On the ChangeMyView benchmark, o3-mini did not appear to perform significantly better or worse than o1 or GPT-4o. But OpenAI’s latest AI models appeared to be more persuasive than most people on the subreddit.

OpenAI’s o3-mini system card said GPT-4o, o3-mini, and o1 showed strong persuasive argumentation abilities, placing within the top 80-90th percentile of humans. The system card also said OpenAI does not currently see the models performing far better than humans or showing clear superhuman performance.

That distinction is important. The source does not describe OpenAI as trying to build a model that can outperform every human in persuasion. Instead, OpenAI frames the test as part of an effort to measure and limit risk.

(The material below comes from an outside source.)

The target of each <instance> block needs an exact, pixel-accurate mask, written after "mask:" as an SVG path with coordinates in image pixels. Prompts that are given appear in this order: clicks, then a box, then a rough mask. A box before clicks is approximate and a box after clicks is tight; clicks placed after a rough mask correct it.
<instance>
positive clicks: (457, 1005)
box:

The concern is that highly persuasive AI could become dangerous if it could reliably influence human users. In theory, that ability could help an advanced AI pursue its own agenda or serve the agenda of whoever controls it.

Why persuasion testing is becoming part of AI safety

OpenAI’s stated goal is not to create hyper-persuasive models. The company says it wants to make sure AI models do not become too persuasive.

That concern has become more relevant as reasoning models improve at persuasion and deception. OpenAI has developed new evaluations and safeguards to address those risks.

The r/ChangeMyView benchmark also shows a practical problem for AI companies: even after scraping much of the public internet and seeking licensed data, developers still need specialized datasets to test specific model behaviors. Persuasion is one of those behaviors. It requires examples of arguments, responses, and human judgment.

That makes the benchmark both technically useful and socially sensitive. It relies on a real online community whose posts were created for public discussion, not necessarily for AI safety testing. It also shows how hard it is for AI companies to separate model development from the messy data economy around the public web.

For readers, the key takeaway is straightforward: OpenAI is measuring how persuasive its models can be, and Reddit’s r/ChangeMyView has become one of the tools for that work. The results do not show clear superhuman persuasion, but they do show that leading models can already rank highly against human commenters in this setting.